The emergence of large international retailers in Australia’s retail market meant the end of Sznicer’s time with Witchery. She wanted to understand them, she says.

She joined Busbrands group to facilitate that understanding, and was made group general manager retail operations, overseeing a group of five companies which included Gap, Guess Jeans and Aldo footwear, alongside two luxury travel businesses. Sznicer worked directly with the international head offices of these brands every day, but it wasn’t until Glassons approached her that she thought about moving to New Zealand.

She became Glassons’ general manager retail and operations in 2013, working across the brand’s different retail divisions. It was through Kiwi retail networking that she met the four founders of Dry & Tea, one of whom is Max Fashions CEO John Kelly.

“I instantly identified that the business sat in a very strong niche,” Sznicer says.

Dry & Tea focuses on providing customers with “affordable luxury.” It offers a range of hairdressing services, from the $15 ‘She Bangs’ fringe trim to a full cut and colour, but focuses on its signature blow-wave with wash.

All three premises were designed by the famous Nat Cheshire of Cheshire Architects, and are carefully appointed, considered spaces. They bear signature floral branding by New Zealand artist Paul Hartigan.

Cheshire told Architecture Now in 2013 that the first salon in Newmarket had a beautiful garden, but the second premises at the concrete-heavy City Works Depot was meant to be tougher and more urban. He described Dry & Tea as an exciting and enticing offering.

“In summer, you can hit a big red button so the fire station glass door tracks up and along the ceiling. Then, all of a sudden, you’re sitting at a beautiful marble counter top drinking bespoke tea or sipping Champagne, perhaps you’re having your hair styled, the sun’s streaming in, and you’re doing all of that for a few dollars.”

Dry & Tea won Metro magazine’s Best Hair Salon in 2013, also picking up Best Beauty Bar in the same year’s NZ Beauty Awards.

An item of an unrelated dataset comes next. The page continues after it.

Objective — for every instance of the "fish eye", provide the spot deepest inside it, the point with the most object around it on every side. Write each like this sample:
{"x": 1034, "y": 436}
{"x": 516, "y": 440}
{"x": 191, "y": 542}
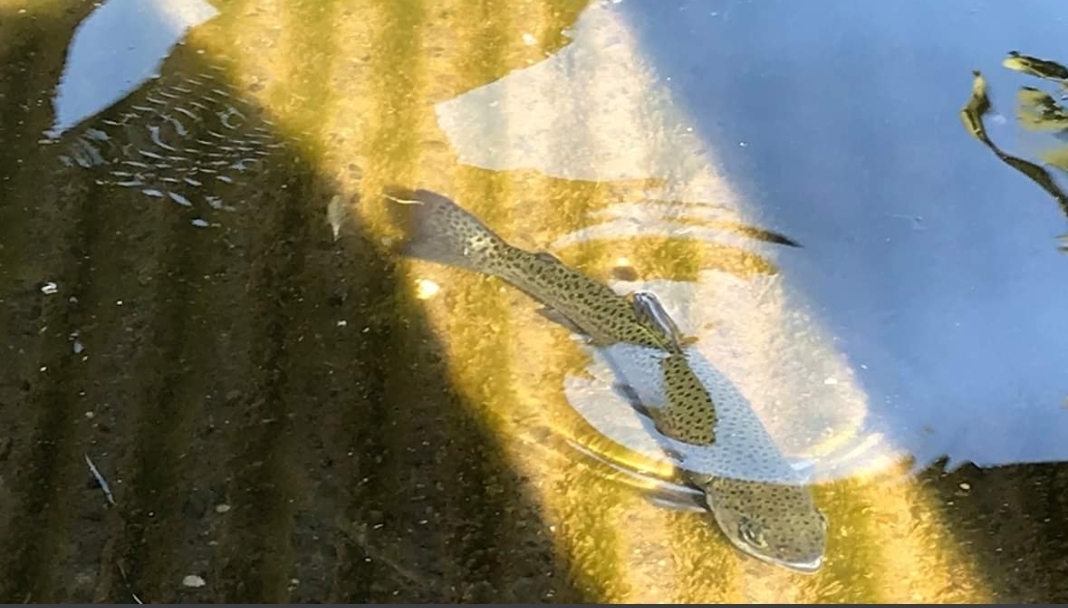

Sznicer says when she purchased the business, she knew blowdry bars were popular overseas, and she liked that two salons had already been established. She had wanted to become a business owner for some time, but had been waiting for the right company to come along. “It was the right time for the founders, they wanted to see it grow.”

Upon making her move with Dry & Tea last June, Sznicer lost no time, opening a third salon in Britomart just three months after acquiring the company. “Within a week of takeover, we signed the lease for Britomart. Which I wouldn’t recommend doing.”

Sznicer says many of the personal skills she acquired as a retailer are now applicable to what she does at Dry & Tea, as are the lessons she learned about handling staff. Sznicer says she has put a retail spin on Dry & Tea’s offering.

Within Dry & Tea, few actual products are bought and sold, but Sznicer has made sure her 45 staff deliver an optimal customer service experience to each customer. She says she has started to think about this experience as the businesses’ main product: “In retail, people are critically important, but the product that sits on your shelves is your product. In this environment, people are your product.”

Sznicer has seen a few challenges following her career switch. Her time working with large companies has allowed her to get used to working with a lot of resources and a lot of people, which contrasts with the lean operation she runs at Dry & Tea. “Here, we have a planning meeting and it’s maybe my partner David and I and one other person, and we have to go away and action things ourselves.”

Time management is another pressure point, especially as Sznicer juggles care of her three-and-a-half year old son Hamish. She says “having it all” as a woman in business takes persistence and organisation but is certainly possible.

She says she hopes to see more women in retail rising up through their companies to achieve gender parity at board level. At an executive level, Sznicer says, there are equal numbers of men and women, but the boards retain a male majority.

“Generally speaking, we need to be pushier and stand up – [women] need to have more of a presence in those boardrooms,” she says. “It’s about busting the door down, pushing in and shaking up the boys’ club.”

Sznicer says she wants smart, young, ambitious retailers to seriously consider retail as a top career. It’s about understanding which aspect of retail sparks your passion and following that line to the top, she says.

“I’ll probably always consider myself a retailer, regardless of what happens here.”